Kaum ein anderer persischer Mystiker verarbeitete die „Fülle
des Lebens“, die „Empfindungen von Liebe und Freundschaft“, die „Welt des
Werdens und des Seins“, Historisches und Alltagsgeschehnisse wie Rumi in seinen
Werken, dem „Mathnawi (Bibel der Sufis) und dem Diwan mit rund 3000 Ghaselen
und etwa 2000 Vierzeilern, den Ruba’is. Die Ruba’is sind eine besondere Form
persischer Dichtkunst, bei der „gleichklingende Wörter eine verschiedene Bedeutung“ haben und in Variationen
die Aussage der ersten Zeilen in der vierten Zeile wieder zur ersten Zeile
zurückgeführt wird.
Die Auswahl in diesem Büchlein ist in die drei Abschnitte
eingeteilt:
Freundschaft und
Liebe:
„Ich bin der Staub, Du die Sonne, die mir das Licht
zuteilt.
Ich bin vor Kummer krank, Du das Mittel, das mich heilt.
Ich fliege ohne Flügel und Federn zu Dir hin,
der Bernstein Du, ich ein Stroh nur, von deinem Sog
ereilt. “
Leben und Lernen:
„Wer mit Wissen und Verstand ausgestattet wurde,
der gilt als
fähig, seinen Lebensunterhalt zu bestreiten.
Wer aber als hohler Kopf angesehen wird,
der wird dafür mit
Geld vollgestopft. “
und Musik und
Dichtung:
„Deine Vollkommenheit hat meine Liebe entfacht.
Deine Anmut hat mich zum Dichter gemacht.
Es tanzt Dein Traumbild auf der Bühne meines Herzens.
Den schönen Tanz hast Du
mir beigebracht.“
Heiteres, Zartes und Scherzhaftes sowie Leidenschaft und
Ekstase lassen sich in einer „sinnlich-erotischen“ und einer „mystischen“ Ebene
lesen, die mal fremdartig, mal mitreißend wirkt und den Leser verzaubert. Johann
Christoph Bürgel hat die Verse so nachgedichtet, dass sie wie „auf Deutsch
verfasst“ klingen und sie in wörtlicher Übersetzung zum Vergleich beigefügt.
Die Anmerkungen am Ende des Buches geben Hinweise und Erklärungen zu den Vierzeilern.

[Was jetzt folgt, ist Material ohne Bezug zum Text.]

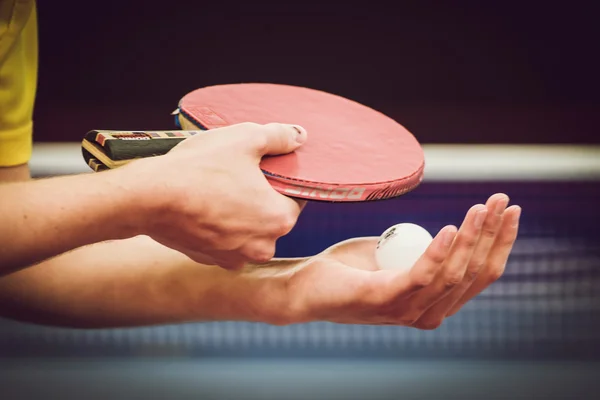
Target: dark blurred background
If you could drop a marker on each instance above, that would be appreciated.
(451, 72)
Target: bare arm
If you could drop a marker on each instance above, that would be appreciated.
(43, 218)
(138, 282)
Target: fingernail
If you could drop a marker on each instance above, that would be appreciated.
(301, 136)
(516, 217)
(501, 205)
(479, 218)
(448, 236)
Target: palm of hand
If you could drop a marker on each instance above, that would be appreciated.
(344, 285)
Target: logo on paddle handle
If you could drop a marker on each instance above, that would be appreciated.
(352, 193)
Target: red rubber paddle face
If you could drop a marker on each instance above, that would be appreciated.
(353, 153)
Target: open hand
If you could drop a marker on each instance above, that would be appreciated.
(344, 285)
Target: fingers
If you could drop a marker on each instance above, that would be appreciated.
(496, 205)
(453, 266)
(425, 269)
(274, 138)
(497, 258)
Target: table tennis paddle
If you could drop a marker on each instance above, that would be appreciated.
(353, 152)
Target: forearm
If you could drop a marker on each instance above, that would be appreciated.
(138, 282)
(41, 219)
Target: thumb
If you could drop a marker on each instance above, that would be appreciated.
(276, 139)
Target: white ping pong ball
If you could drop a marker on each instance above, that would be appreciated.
(401, 245)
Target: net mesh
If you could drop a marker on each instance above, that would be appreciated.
(546, 304)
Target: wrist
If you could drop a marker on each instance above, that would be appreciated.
(125, 204)
(260, 293)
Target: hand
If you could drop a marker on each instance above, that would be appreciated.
(344, 285)
(209, 199)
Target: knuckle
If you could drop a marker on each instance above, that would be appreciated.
(473, 269)
(420, 281)
(488, 232)
(451, 279)
(409, 319)
(427, 324)
(435, 256)
(469, 241)
(495, 274)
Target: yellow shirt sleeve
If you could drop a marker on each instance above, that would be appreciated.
(18, 79)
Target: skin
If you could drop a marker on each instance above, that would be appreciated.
(132, 277)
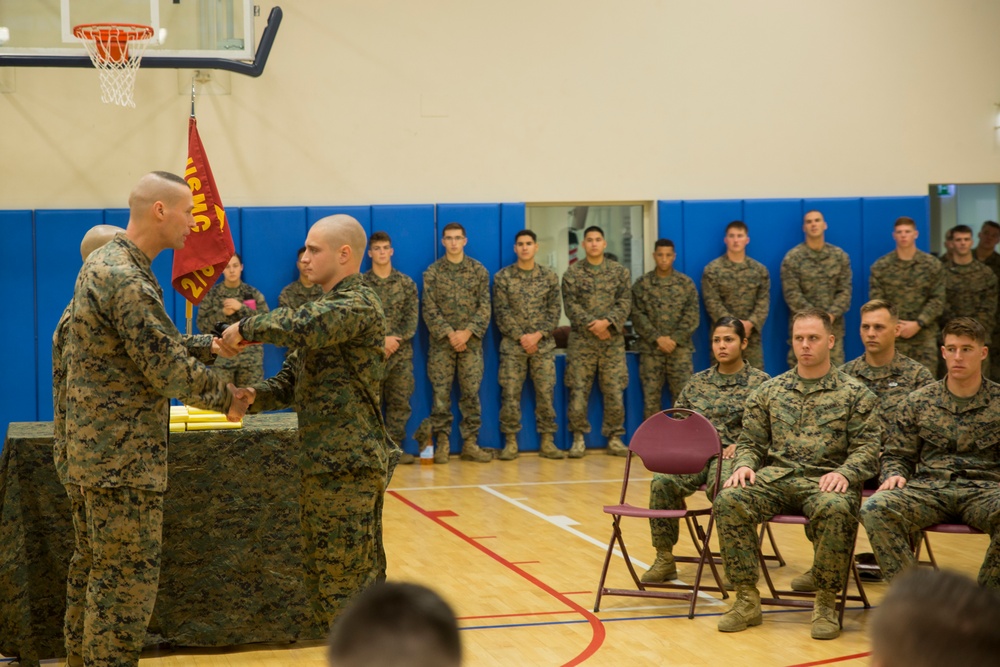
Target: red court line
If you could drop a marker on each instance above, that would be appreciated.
(597, 628)
(829, 661)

Ebenso wird der Schlüssel zum Auffinden der Verse in der Ausgabe des persischen
Textes von Furuzanfar angegeben.
Johann Christoph
Bürgel (geb. 1931) ist Professor emeritus für Islamwissenschaft an der
Universität Bern. Für seine Übersetzungen klassischer literarischer Werke aus
dem Persischen, Arabischen und Urdu erhielt er 1983 den Rückert-Preis und 1993
den Übersetzerpreis der Stadt Bern. Bürgel ist der Herausgeber der Anthologie „Tausendundeine
Welt“ (2007,C.H.Beck) und Übersetzer von Nizami’s „Die Abenteuer des Königs
Bahram und seiner sieben Prinzessinnen“ (1997,C.H.Beck). Die „Traumbilder des
Herzens“ sind eine Neuausgabe des Manesse-Verlags 2015.
Fazit:
Die „Traumbilder des Herzens“ berühren die Seele. In der
heutigen unruhigen Zeit zeigen die Verse der persischen oder arabischen Dichter
eine andere Seite, die zu oft übersehen wird oder unbekannt ist und die
deutsche Dichter wie Goethe oder Rückert bereits im 18. Jh. zum Nachdichten oder
übersetzen inspirierten. Man sollte sich öfter diesem Kunstgenuss einer anderen
Kultur zuwenden.
Neben Bürgel hat Friedrich Rückert Rumis Diwan übertragen
und besonders gern die Ghaselen nachgedichtet. Dem 150. Todestag Friedrich
Rückerts wird am 31. Januar 2016 gedacht.
„Ich sah einen Schelm sitzen auf dem Ross der Erde:
weder Unglaube noch Islam, weder Welt noch Religion!
Weder Recht noch Wahrheit, noch Scharia, noch Gewissheit!